Part 45: Zostań


**Tony**


Moje nowe sanktuarium będzie przypominać dom, bo jest połączone z kątem domowego zaplecza, jak mała łazienka, kuchnia, czy pokój z łóżkiem, który można nazwać sypialnią. Ojciec często tu spał przez ilość pracy w fabryce, dlatego mogę spędzić tam czas nad ulepszeniem zbroi bez zmartwień, czy czegoś mi brakuje. Jednak nic mi nie zastąpi wsparcia przyjaciół. Poszedłem do części kuchennej, by zacząć przyrządzać naleśniki. Rudą, aż pokusiło zajrzeć, jak mi idzie.


Tony: Przecież niczego nie przypalę
Pepper: Ale wolałabym mieć na ciebie oko


Uśmiechnęła się, mieszając składniki, a zawartość miski wlała na patelnię za pomocą chochli. Wolałbym jej pokazać, że potrafię robić coś w kuchni, ale mi nie dała. Specjalnie ją sypnąłem mąką.


Pepper: Ej! Chcesz wojny? Proszę bardzo


Oddała, biorąc w garść biały proszek, rzucając nieopamiętanie. Próbowałem też trafić w rudą, że doszło do gonitwy po kąciku domowym. Śmialiśmy się, jak dzieci, aż zablokowałem ją rękami, trzymając mocno w talii.


Tony: Już mi nie uciekniesz
Pepper: Nie mam takiego zamiaru


**Pepper**


Swoim chytrym uśmieszkiem prawie zdradziłam swoje niecne zamiary. Jakie niecne? Taka zabawa. W końcu nie jest smutny i tak powinno pozostać. Rzuciłam go na kanapę, zaczynając od łaskotek na brzuchu. Chciał też zaatakować, ale powstrzymywałam jego ręce, jak najdłużej się da. Jednak przełamał linię obrony, że dorwał się do moich słabych punktów. Bawiliśmy się w najlepsze, dopóki nie usłyszeliśmy komunikatu ze zbrojowni.


<< Uwaga! Wykryto sygnaturę wroga. Oznaczenie: Crimson Dynamo>>


Tony: Powrót Pegaza. No ładnie
Pepper: Kim oni są?
Tony: Rosyjscy naukowcy, którzy stworzyli niezniszczalną zbroję do badań w kosmosie. Muszę tu ściągnąć Rhodey’go z powrotem. Przepraszam
Pepper: Nie masz za co przepraszać. Rozumiem. Życie z Iron Manem wymaga ciągłych poświęceń
Tony: Czego?
Pepper: Niczego. Są gorsi od Whiplasha?
Tony: Dynamo może przetrwać wszystko. Lepiej trzymać się od niego z daleka


Wrócił do kuchni, by wyłączyć gaz, a jeden z usmażonych naleśników położył na stole i szybko poszedł do części ze zbrojownią. Usiadł na fotelu, próbując nawiązać kontakt z Rhodey’m.

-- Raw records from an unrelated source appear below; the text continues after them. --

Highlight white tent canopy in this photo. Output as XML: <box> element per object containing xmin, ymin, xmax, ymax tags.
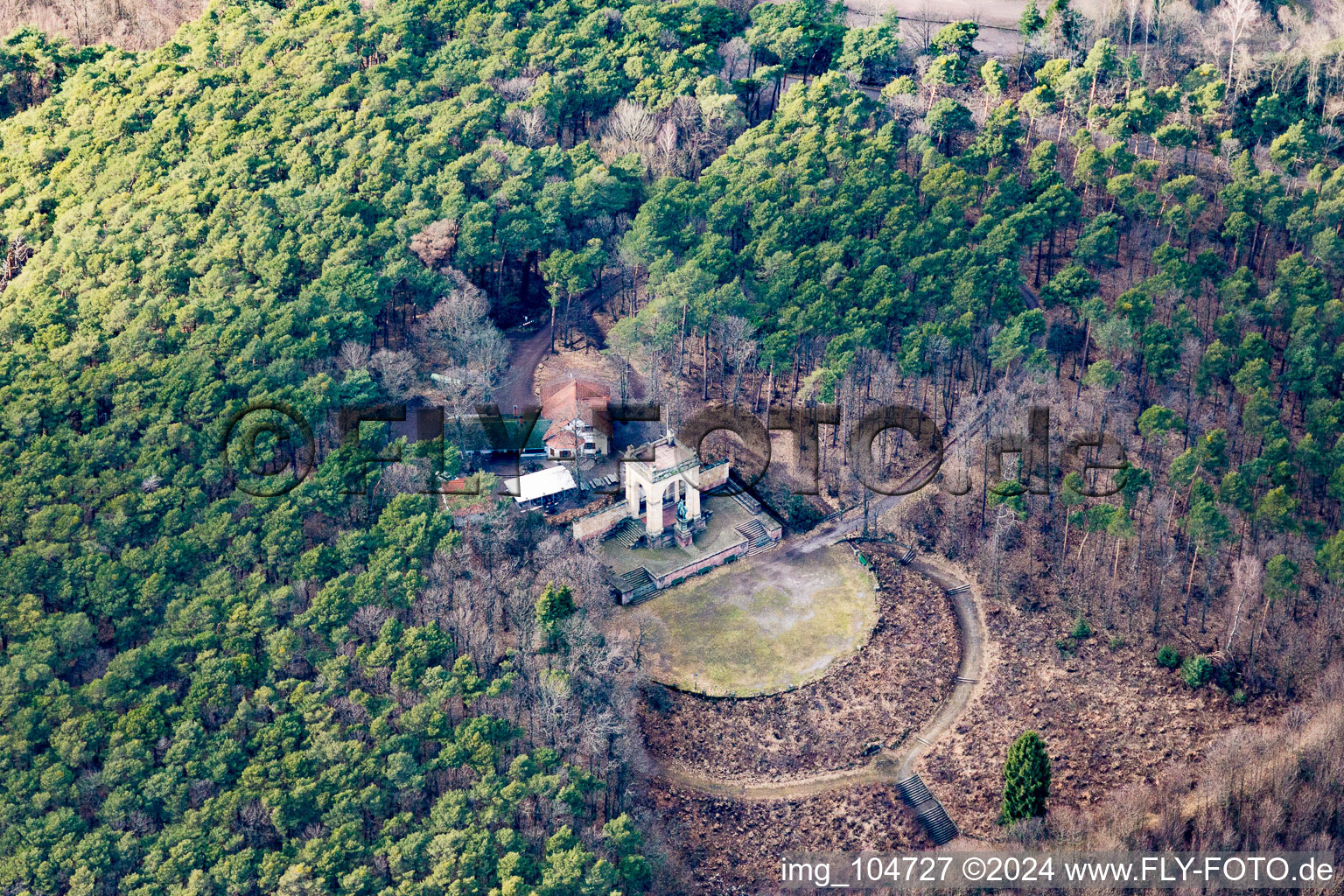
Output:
<box><xmin>508</xmin><ymin>466</ymin><xmax>577</xmax><ymax>504</ymax></box>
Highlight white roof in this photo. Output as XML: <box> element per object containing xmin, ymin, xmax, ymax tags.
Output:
<box><xmin>507</xmin><ymin>466</ymin><xmax>575</xmax><ymax>504</ymax></box>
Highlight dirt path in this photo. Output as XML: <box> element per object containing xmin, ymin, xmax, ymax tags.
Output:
<box><xmin>656</xmin><ymin>553</ymin><xmax>986</xmax><ymax>799</ymax></box>
<box><xmin>494</xmin><ymin>287</ymin><xmax>615</xmax><ymax>414</ymax></box>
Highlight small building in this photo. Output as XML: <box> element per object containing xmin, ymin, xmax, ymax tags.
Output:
<box><xmin>542</xmin><ymin>376</ymin><xmax>612</xmax><ymax>459</ymax></box>
<box><xmin>506</xmin><ymin>466</ymin><xmax>578</xmax><ymax>509</ymax></box>
<box><xmin>444</xmin><ymin>414</ymin><xmax>551</xmax><ymax>459</ymax></box>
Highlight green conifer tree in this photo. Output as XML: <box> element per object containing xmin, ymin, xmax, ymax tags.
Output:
<box><xmin>998</xmin><ymin>731</ymin><xmax>1050</xmax><ymax>825</ymax></box>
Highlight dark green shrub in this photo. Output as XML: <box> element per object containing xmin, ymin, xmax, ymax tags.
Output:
<box><xmin>1180</xmin><ymin>655</ymin><xmax>1214</xmax><ymax>688</ymax></box>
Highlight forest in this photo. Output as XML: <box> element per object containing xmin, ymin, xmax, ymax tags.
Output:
<box><xmin>0</xmin><ymin>0</ymin><xmax>1344</xmax><ymax>896</ymax></box>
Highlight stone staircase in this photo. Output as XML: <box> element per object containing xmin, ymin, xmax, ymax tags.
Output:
<box><xmin>612</xmin><ymin>520</ymin><xmax>648</xmax><ymax>550</ymax></box>
<box><xmin>738</xmin><ymin>520</ymin><xmax>774</xmax><ymax>557</ymax></box>
<box><xmin>897</xmin><ymin>775</ymin><xmax>960</xmax><ymax>846</ymax></box>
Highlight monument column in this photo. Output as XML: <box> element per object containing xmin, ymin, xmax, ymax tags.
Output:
<box><xmin>685</xmin><ymin>482</ymin><xmax>700</xmax><ymax>520</ymax></box>
<box><xmin>644</xmin><ymin>482</ymin><xmax>667</xmax><ymax>542</ymax></box>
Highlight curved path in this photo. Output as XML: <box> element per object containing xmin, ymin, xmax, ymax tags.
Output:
<box><xmin>654</xmin><ymin>553</ymin><xmax>986</xmax><ymax>799</ymax></box>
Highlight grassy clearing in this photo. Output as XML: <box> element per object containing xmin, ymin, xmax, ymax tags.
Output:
<box><xmin>622</xmin><ymin>545</ymin><xmax>878</xmax><ymax>697</ymax></box>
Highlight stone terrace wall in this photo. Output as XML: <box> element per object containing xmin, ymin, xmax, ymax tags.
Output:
<box><xmin>574</xmin><ymin>501</ymin><xmax>630</xmax><ymax>542</ymax></box>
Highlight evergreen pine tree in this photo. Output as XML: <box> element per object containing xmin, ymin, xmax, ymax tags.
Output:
<box><xmin>998</xmin><ymin>731</ymin><xmax>1050</xmax><ymax>825</ymax></box>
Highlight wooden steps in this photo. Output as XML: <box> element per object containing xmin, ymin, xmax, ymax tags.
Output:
<box><xmin>897</xmin><ymin>775</ymin><xmax>960</xmax><ymax>846</ymax></box>
<box><xmin>621</xmin><ymin>567</ymin><xmax>659</xmax><ymax>603</ymax></box>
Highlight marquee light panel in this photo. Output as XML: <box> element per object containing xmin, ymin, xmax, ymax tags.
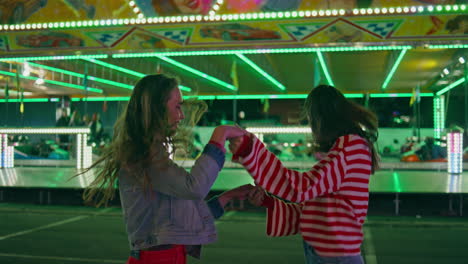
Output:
<box><xmin>0</xmin><ymin>54</ymin><xmax>109</xmax><ymax>61</ymax></box>
<box><xmin>246</xmin><ymin>126</ymin><xmax>311</xmax><ymax>134</ymax></box>
<box><xmin>0</xmin><ymin>92</ymin><xmax>434</xmax><ymax>103</ymax></box>
<box><xmin>112</xmin><ymin>45</ymin><xmax>412</xmax><ymax>58</ymax></box>
<box><xmin>0</xmin><ymin>5</ymin><xmax>466</xmax><ymax>31</ymax></box>
<box><xmin>0</xmin><ymin>128</ymin><xmax>91</xmax><ymax>135</ymax></box>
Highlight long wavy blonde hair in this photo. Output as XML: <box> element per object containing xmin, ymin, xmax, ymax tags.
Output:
<box><xmin>80</xmin><ymin>74</ymin><xmax>206</xmax><ymax>207</ymax></box>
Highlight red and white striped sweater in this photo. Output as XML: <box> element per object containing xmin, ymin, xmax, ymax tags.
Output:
<box><xmin>239</xmin><ymin>135</ymin><xmax>372</xmax><ymax>257</ymax></box>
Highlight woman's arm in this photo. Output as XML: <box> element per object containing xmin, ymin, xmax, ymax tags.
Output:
<box><xmin>249</xmin><ymin>186</ymin><xmax>302</xmax><ymax>237</ymax></box>
<box><xmin>235</xmin><ymin>135</ymin><xmax>371</xmax><ymax>203</ymax></box>
<box><xmin>148</xmin><ymin>126</ymin><xmax>246</xmax><ymax>200</ymax></box>
<box><xmin>207</xmin><ymin>184</ymin><xmax>255</xmax><ymax>219</ymax></box>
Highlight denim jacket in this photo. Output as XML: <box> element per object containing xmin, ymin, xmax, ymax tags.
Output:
<box><xmin>119</xmin><ymin>144</ymin><xmax>225</xmax><ymax>257</ymax></box>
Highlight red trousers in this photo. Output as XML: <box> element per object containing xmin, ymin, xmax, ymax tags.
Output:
<box><xmin>127</xmin><ymin>245</ymin><xmax>187</xmax><ymax>264</ymax></box>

Tony: Rhodey, słyszysz mnie? Jak idzie ci lot próbny?
Rhodey: Hahaha! Świetnie! Poobijałem się o kilka budynków, ale żyję. A co? Stęskniliście się?
Tony: Gdzie jesteś?
Rhodey: Na obrzeżach miasta
Tony: Musisz wracać. W pobliżu uaktywnił się Vanko
Rhodey: Serio? No dobra. To wrócę, ale chyba nie będziesz chciał z nim walczyć?
Tony: Nie, dlatego wracaj do zbrojowni
Rhodey: Się robi


**Tony**


Bałem się, że dorwie go ten szaleniec z Pegaza. Akurat dziś miał swój lot próbny. Myślałem, że ten dzień obejdzie się bez alarmów. Próbowałem być spokojny, czekając na powrót przyjaciela.


Tony: W każdej chwili mogę wziąć zbroję i do niego polecieć
Pepper: Kłamałeś? Chcesz walczyć?!
Tony: Ktoś musi powstrzymać Crimson Dynamo. Na pewno nie ma dobrych zamiarów


Podszedłem do komory ze zbroją, a ona próbowała mnie zatrzymać. Widziałem, jak też czuła ten strach.


Pepper: Proszę… Zostań
Tony: Nie martw się. Chce jedynie się upewnić, że Rhodey jest daleko od niego. Jeśli będę musiał, zatrzymam Ivana, jak najdłużej się da
Pepper: Uważaj na siebie. Wrócisz, prawda?
Tony: Wrócę


Przełknąłem te słowo przez gardło, bo było wątpliwe, a nie chciałem jej okłamywać. Kocham ją i chcę z nią być na zawsze.
No to pożegnałem się z nią, wylatując przez właz do centrum lokalizacji zbroi War Machine. Niedaleko był niego Vanko. Podleciałem ostrożnie do przyjaciela, by wróg nie zauważył, jak ląduję.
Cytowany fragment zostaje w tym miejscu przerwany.